Я знал, куда давить. Лилия — хладнокровная, расчётливая. Она хочет власти, но не скандалов. Её цель — стать вершиной, но не утонуть вместе с генералом. Сейчас я дал ей возможность ударить по репутации правоохраны. А это автоматически ударит и по армии. По Нарт… и по Люмьеру.
— Политика королевства мне чужда, — произнесла Лилия с паузой, глядя в зал. — Все эти игры в интриги, корпорации, культы... Зачем? Мне этого никогда не понять. Но, поработав внутри системы, я поняла одно: всё королевство сочится гнилью. В людях, в сенаторах, в генерале. Это сплошная ложь, подаваемая под видом порядка.
Зал стих. Никто не перебивал, не шептался. Все слушали. Слушали Лилию, ловя каждое её слово.
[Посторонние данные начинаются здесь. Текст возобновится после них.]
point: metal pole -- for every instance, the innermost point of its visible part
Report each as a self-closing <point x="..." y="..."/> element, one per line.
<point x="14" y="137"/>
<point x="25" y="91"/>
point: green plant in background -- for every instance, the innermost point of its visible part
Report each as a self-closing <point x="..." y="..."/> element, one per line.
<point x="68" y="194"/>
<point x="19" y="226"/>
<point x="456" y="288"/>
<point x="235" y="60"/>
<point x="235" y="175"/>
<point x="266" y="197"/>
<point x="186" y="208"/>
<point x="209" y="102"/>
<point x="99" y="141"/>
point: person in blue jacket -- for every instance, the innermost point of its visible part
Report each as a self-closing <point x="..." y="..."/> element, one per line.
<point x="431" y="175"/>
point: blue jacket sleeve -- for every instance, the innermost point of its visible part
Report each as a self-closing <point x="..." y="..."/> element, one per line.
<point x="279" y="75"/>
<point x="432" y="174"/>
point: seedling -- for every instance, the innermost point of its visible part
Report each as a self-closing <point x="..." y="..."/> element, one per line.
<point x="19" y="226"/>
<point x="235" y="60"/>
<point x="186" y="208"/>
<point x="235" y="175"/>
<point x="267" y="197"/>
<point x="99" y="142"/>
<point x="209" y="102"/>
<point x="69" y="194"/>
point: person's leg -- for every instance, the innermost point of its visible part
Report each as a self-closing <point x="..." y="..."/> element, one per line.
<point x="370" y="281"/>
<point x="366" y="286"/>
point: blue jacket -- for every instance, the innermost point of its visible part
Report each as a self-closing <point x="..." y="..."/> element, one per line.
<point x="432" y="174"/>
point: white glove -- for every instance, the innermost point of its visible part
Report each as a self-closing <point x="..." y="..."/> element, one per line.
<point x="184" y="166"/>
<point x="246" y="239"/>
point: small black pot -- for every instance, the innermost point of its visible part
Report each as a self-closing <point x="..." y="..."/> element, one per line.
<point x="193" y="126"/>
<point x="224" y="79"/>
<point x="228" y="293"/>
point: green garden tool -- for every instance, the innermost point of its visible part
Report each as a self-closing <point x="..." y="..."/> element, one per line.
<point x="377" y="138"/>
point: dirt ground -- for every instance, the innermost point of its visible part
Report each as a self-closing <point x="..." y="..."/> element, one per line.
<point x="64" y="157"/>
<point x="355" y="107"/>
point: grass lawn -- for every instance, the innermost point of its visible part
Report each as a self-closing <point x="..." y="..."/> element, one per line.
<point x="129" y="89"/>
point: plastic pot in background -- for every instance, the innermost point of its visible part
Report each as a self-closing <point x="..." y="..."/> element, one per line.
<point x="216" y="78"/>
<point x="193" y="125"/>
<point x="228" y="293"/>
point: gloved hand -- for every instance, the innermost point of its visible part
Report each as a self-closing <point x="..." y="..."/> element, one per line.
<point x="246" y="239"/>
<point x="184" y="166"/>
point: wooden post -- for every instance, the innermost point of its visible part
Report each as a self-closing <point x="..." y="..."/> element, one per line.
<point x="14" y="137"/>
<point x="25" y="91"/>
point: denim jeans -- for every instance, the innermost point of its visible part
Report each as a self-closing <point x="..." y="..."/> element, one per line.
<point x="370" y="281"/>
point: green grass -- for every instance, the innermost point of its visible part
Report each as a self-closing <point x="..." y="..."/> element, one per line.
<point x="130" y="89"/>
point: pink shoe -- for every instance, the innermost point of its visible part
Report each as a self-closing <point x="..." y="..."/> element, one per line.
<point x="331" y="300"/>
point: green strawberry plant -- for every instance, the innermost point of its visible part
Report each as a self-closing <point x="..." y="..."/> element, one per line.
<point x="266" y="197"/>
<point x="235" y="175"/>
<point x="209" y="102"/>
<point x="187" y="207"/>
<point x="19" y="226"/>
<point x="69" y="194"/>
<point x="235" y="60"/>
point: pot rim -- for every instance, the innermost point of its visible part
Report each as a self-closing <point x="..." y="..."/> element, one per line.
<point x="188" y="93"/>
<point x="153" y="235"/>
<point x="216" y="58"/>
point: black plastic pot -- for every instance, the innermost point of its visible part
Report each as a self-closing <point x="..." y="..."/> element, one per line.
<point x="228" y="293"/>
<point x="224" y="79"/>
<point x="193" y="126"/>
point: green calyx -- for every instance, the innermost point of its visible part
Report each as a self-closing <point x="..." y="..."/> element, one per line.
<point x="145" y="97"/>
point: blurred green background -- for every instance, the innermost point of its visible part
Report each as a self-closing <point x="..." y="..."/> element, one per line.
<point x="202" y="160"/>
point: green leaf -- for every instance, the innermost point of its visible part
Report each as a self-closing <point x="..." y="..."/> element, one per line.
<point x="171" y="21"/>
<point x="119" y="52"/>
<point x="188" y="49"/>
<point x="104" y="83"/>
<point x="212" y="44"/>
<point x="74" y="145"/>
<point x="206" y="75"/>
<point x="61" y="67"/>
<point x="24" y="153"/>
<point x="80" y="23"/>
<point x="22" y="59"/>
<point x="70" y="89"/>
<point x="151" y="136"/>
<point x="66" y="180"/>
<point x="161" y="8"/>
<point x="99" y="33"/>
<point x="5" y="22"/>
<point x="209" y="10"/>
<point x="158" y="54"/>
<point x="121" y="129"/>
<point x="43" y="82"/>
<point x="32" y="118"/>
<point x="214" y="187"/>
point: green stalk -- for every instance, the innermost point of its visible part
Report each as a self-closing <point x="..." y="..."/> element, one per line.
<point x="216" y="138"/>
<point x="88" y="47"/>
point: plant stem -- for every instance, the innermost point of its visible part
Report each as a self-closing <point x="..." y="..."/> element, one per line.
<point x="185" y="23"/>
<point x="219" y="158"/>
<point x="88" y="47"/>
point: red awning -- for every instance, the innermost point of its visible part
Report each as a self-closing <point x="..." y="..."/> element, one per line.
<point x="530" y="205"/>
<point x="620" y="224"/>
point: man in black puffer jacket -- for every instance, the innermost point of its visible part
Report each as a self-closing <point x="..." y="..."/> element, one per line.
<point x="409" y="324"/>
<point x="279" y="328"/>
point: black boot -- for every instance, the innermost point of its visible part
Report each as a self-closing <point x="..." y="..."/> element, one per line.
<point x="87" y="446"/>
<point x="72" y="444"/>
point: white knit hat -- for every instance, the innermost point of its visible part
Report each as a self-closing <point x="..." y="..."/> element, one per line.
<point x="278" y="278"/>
— Считаю ли я генерала тем, кто должен стоять во главе нашего королевства? Однозначно — нет. Сотни документов доказывают его причастность к расправам над невиновными, к подстрекательствам, к угрозам и давлению — лишь бы сохранить власть. Вот некоторые из них.
Она достала несколько аккуратно сложенных листов и передала их гвардейцу. Тот — судьям.
— Это провокация! — вскочил один из защитников генерала.
— Позвольте свидетелю продолжить, — чётко произнесла судья Хоун, не глядя на защитника.
Генерал стоял недвижимо. Словно вырезанный из камня. Никаких эмоций. Ни попытки возразить, ни тени страха.
— Что касается этого парня… Кая Грина, — Лилия перевела взгляд на меня, и я напрягся. — Заслуживает ли он называться человеком? Быть одним из нас? Нет.
Небольшой гул в зале. Мой пульс резко участился.
— Что вы имеете в виду? — уточнил судья Велвис.
— Кай Грин прожил здесь своё детство, но затем вышел за стены. Там он нашёл цель. Не знаю, какая это цель, и знать не хочу. Но он вернулся. Вернулся сам. Зачем?
Она сделала шаг ближе к центру зала.
— Я считаю, что в нём всё ещё есть нечто человеческое. Частица справедливости. Та, что толкает его говорить. Кричать, доносить правду о том, что происходит за пределами стен… и о том, как мы закрываем на это глаза.